How Autodesk Increased Database Scalability and Reduced Replication Lag with Amazon Aurora
Autodesk is a leader in 3D design, engineering, and entertainment software. Autodesk makes software for people who make things. If you’ve ever driven a high-performance car, admired a towering skyscraper, used a smartphone, or watched a great film, chances are you’ve experienced what millions of Autodesk customers are doing with their software.
Autodesk has successfully migrated to Amazon Aurora from both managed MySQL databases running on Amazon RDS and self-managed MySQL databases hosted on Amazon EC2. This blog post summarizes the experience and covers:
- Factors that influenced Autodesk’s decision to move to Amazon Aurora
- Specific migration benefits
- Best practices and lessons learned for migration and optimization
We start off by reviewing the migration path for the Autodesk Access Control Management (ACM) application, which was born in the cloud. We chose Amazon RDS for MySQL at onset and migrated to Aurora for improved scalability, availability, and performance. ACM’s success with the migration motivated several other applications at Autodesk to migrate to Aurora. We discuss BIM 360 Field Classic as a leading example of migrating self-managed MySQL database hosted on EC2 to Amazon Aurora.
ACM application architecture and challenges with MySQL
The following diagram provides a high-level schematic of ACM’s initial architecture. The application tier consists of EC2 instances across multiple Availability Zones to maintain high availability. Traffic is distributed using the Elastic Load Balancing service. Additionally, EC2 Auto Scaling is employed to adjust the number of EC2 instances to handle spiky traffic to the application.
Although this architecture allowed Autodesk to scale and load-balance the application, the bottleneck soon shifted to the database. The application connected to a single RDS MySQL database instance, limiting the available scaling options. One approach was to increase the size of the database instance. This approach was still constrained by the maximum size of database instances that could be provisioned. ACM soon outgrew the capacity limits of the largest available instance.
The next option was to horizontally scale database capacity by adding RDS Read Replica instances for offloading reads from the primary instance. Autodesk wanted to keep the replication lag below a second to provide a consistent experience to all ACM users. The replication lag associated with Read Replicas depends on workload pressure on the primary and read replica instance. (Replication lag here is the time taken for effects of a write operation to become visible on the Read Replica.)
Short of rearchitecting ACM by splitting the data across multiple MySQL databases, Autodesk had to throttle the application to limit the load directed at the database to minimize the replication lag. This approach was not sustainable because ACM adoption was severely curtailed by the limits imposed. This effect led Autodesk to evaluate alternatives, such as Amazon Aurora.

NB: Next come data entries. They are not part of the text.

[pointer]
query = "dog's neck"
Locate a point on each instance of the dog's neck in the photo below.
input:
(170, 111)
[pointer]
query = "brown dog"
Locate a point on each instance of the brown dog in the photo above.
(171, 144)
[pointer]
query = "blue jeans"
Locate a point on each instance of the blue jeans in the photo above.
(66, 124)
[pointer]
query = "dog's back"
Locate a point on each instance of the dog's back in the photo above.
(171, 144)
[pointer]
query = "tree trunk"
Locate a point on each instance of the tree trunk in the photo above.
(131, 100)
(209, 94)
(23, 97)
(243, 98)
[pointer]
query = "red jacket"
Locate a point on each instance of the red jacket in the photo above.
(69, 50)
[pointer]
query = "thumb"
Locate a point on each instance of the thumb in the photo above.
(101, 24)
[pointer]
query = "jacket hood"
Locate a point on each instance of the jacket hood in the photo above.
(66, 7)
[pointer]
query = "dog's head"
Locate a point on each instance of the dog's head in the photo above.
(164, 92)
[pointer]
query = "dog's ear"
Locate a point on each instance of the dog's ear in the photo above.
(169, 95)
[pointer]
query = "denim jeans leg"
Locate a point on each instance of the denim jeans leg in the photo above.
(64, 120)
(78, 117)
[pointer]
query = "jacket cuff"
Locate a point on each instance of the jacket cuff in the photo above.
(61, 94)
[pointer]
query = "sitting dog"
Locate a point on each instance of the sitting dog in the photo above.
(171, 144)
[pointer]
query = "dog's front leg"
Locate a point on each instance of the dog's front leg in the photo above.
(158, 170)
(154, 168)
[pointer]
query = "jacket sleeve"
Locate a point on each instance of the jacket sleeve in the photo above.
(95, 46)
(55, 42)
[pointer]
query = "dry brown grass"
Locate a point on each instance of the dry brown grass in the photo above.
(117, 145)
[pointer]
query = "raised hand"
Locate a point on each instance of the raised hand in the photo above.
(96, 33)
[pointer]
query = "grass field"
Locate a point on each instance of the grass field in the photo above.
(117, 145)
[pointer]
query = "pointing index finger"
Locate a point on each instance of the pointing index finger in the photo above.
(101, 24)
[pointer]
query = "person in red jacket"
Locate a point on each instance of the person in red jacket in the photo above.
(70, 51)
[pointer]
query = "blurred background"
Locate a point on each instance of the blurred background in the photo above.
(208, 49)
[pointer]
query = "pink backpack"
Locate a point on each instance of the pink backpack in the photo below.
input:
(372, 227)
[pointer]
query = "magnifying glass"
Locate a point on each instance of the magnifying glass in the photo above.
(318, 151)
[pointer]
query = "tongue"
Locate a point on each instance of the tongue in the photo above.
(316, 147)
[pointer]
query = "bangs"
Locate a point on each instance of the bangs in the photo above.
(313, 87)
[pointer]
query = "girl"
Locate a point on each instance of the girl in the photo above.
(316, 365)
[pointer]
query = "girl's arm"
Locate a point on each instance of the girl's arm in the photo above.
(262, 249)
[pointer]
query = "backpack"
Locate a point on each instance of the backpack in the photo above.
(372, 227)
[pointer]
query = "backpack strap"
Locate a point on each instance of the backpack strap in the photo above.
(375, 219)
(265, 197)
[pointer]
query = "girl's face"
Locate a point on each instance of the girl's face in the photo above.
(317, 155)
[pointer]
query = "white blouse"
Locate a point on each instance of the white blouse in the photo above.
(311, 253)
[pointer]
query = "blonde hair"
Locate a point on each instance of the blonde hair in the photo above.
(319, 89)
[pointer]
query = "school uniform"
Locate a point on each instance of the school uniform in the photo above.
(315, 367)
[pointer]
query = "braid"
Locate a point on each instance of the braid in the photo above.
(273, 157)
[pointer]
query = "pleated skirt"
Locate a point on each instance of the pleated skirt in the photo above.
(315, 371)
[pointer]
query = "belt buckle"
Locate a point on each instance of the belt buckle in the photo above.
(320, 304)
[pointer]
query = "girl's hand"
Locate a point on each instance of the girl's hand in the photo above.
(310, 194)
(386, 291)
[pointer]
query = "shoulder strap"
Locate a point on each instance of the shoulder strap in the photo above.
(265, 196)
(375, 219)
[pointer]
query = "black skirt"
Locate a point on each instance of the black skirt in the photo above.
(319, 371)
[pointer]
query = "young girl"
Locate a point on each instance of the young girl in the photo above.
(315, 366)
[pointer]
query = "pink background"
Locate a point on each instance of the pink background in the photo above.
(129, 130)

Amazon Aurora to the rescue
Some of the key priorities as Autodesk started evaluating Aurora were these:
- Performance enhancement
- Low-lag replication for read scaling
- Full MySQL compatibility (lift-and-shift migration)
- Automated storage scaling
Aurora provides up to five times the throughput of standard MySQL databases. This performance boost meant Autodesk could remove throttling restrictions introduced with MySQL without altering the application and still have enough headroom for future growth. The distributed, fault-tolerant, self-healing storage system that Aurora provides automatically scales up to 64 terabytes and eliminates the need to scale database storage manually. Up to 15 low-latency Aurora Replicas improve availability and enable read scaling with typical replication lags under 100 milliseconds.
Autodesk used Aurora Replicas to offload reads from the primary instance and scale reads horizontally. Additionally, with fast cloning, point-in-time recovery, continuous backup to Amazon S3, and replication across three Availability Zones, Aurora enabled Autodesk to reduce operational overheads further.
The following diagram shows ACM application architecture after migration to Aurora.
In this architecture, the Aurora cluster includes one writer instance and up to four Aurora Replicas. Aurora Auto Scaling was enabled to automatically adjust the number of Aurora Replicas based on CPU utilization.
The performance of the database surpassed expectations after migration to Aurora. Autodesk observed a 20x improvement in application scalability, application response time was improved by 2x, and Aurora could support 7x more database connections. The highlight of the migration was the 10x reduction in CPU utilization on a similar-sized database instance, leaving enough headroom for the database to grow as ACM scales. We have captured a few comparative charts between MySQL and Amazon Aurora before and after migration that underscore these improvements.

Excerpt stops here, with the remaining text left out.